Management of initial metachronous lung metastases

Initial metachronous lung metastases mainly include lung metastases that appear during the planned neoadjuvant treatment period or after resection of the primary tumor. Please refer to the corresponding section in synchronous lung metastases for the former situation. With regard to the latter situation, if this is accompanied by local recurrence and the local recurrent lesion is resectable, then the local recurrence lesion should be considered as a “primary lesion” and management should be conducted according to “synchronous lung metastases.” If the local recurrent lesion is unresectable, then this should be considered as an unresectable metastatic lesion and management should be conducted according to the route in Fig. 1. The overall treatment principles are similar to synchronous lung metastases, which will not be discussed here. In this section, we will only discuss perioperative treatment for isolated resectable lung metastases.

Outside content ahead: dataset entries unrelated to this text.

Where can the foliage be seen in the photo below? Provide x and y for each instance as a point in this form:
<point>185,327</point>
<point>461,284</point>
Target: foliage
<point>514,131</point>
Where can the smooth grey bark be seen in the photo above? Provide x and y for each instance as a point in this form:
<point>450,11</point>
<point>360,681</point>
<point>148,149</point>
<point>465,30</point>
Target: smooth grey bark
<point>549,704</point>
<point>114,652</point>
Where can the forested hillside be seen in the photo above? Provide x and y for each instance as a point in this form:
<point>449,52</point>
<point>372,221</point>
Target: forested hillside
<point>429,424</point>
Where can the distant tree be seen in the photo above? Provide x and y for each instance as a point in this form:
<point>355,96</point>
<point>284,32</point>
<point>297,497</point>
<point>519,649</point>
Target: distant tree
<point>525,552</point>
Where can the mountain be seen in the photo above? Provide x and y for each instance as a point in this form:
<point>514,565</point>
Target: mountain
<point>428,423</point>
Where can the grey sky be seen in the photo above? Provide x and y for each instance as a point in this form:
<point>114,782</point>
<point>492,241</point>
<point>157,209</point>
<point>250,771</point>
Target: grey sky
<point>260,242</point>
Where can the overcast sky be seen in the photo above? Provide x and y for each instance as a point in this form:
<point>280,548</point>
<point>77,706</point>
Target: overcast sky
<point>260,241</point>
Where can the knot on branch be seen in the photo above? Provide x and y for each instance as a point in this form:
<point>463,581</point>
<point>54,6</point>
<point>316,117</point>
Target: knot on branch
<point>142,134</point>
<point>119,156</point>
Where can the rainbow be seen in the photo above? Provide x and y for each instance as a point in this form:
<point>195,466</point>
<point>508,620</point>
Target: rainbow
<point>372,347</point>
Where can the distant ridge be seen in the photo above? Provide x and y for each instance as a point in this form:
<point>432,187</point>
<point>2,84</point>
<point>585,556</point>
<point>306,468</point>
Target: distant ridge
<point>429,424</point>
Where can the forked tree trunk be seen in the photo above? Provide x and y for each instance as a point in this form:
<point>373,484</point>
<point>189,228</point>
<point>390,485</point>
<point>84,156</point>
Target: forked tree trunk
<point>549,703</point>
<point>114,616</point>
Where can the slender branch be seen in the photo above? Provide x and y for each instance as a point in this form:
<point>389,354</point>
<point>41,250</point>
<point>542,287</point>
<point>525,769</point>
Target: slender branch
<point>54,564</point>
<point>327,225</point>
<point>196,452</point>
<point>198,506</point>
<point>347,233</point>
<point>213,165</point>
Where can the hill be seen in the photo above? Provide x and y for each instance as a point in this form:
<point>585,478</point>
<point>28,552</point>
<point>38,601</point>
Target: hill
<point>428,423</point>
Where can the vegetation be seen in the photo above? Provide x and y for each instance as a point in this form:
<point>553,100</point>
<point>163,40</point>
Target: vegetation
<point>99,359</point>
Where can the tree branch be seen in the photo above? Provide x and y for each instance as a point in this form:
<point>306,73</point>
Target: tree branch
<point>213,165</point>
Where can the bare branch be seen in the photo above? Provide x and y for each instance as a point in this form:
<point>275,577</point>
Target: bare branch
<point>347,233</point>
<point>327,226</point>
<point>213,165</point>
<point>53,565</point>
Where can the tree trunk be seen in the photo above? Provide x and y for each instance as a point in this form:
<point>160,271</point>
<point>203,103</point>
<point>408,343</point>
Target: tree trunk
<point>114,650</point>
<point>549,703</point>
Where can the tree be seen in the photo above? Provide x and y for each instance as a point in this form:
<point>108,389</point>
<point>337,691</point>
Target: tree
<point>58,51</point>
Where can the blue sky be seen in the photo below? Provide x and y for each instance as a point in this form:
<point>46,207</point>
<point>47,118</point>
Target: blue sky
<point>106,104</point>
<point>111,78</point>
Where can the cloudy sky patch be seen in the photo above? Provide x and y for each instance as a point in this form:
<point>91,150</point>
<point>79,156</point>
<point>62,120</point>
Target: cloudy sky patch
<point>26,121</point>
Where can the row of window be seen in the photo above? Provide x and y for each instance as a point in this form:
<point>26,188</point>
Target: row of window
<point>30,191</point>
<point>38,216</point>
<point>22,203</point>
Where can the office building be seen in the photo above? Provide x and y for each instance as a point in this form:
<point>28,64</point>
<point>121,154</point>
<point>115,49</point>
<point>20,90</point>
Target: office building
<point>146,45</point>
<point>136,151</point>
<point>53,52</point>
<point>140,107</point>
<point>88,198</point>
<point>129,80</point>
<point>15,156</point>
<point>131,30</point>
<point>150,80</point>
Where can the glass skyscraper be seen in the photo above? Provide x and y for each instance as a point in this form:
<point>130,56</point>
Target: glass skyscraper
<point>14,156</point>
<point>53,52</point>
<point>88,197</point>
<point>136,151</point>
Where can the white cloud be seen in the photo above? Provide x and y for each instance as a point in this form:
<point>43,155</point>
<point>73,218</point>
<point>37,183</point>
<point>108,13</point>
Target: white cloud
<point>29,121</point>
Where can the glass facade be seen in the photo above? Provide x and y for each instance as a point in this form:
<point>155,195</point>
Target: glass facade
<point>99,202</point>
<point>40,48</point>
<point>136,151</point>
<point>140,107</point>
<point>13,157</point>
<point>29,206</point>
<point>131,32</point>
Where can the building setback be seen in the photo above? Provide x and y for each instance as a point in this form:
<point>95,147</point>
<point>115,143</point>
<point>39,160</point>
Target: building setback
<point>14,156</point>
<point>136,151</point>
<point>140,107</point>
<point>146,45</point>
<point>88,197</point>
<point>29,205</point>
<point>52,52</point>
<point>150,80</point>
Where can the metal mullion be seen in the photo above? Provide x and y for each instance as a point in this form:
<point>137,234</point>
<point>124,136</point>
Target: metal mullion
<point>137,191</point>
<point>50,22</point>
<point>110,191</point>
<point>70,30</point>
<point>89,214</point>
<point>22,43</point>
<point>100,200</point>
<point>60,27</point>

This consensus recommends that patients who meet the criteria for resection undergo surgery as the initial treatment [11, 50, 51]. Because perioperative therapy may be superior to surgery alone, postoperative chemotherapy is reasonable and the regimens should be made based on treatments for locally advanced CRC, with oxaliplatin-based treatments being recommended. If preoperative neoadjuvant therapy is an irinotecan-based chemotherapy regimen, then the original regimen can be continued as postoperative adjuvant therapy in patients in which the treatment is effective. The total duration of perioperative chemotherapy should not exceed 6 months [19, 31, 50, 52,53,54].

Follow-up

Regular follow-up is recommended after NED achieved with local ablative treatment in CRC with lung metastases. Plain or enhanced chest CT scan should be conducted once every 6 months for 3 years, and then once a year, for a total of 5 years. Other post-treatment surveillance is referred to Chinese Protocol of Diagnosis and Treatment of Colorectal Cancer [22].

Conclusion and perspective

In conclusion, this consensus is based on Chinese oncologists’ opinions and limited clinical evidence. We recognized the urgency to conduct randomized prospective controlled clinical studies in the management of CRC lung metastasis. In summary, we hope this consensus provides guidance in treating CRC lung metastasis and encourage in this field.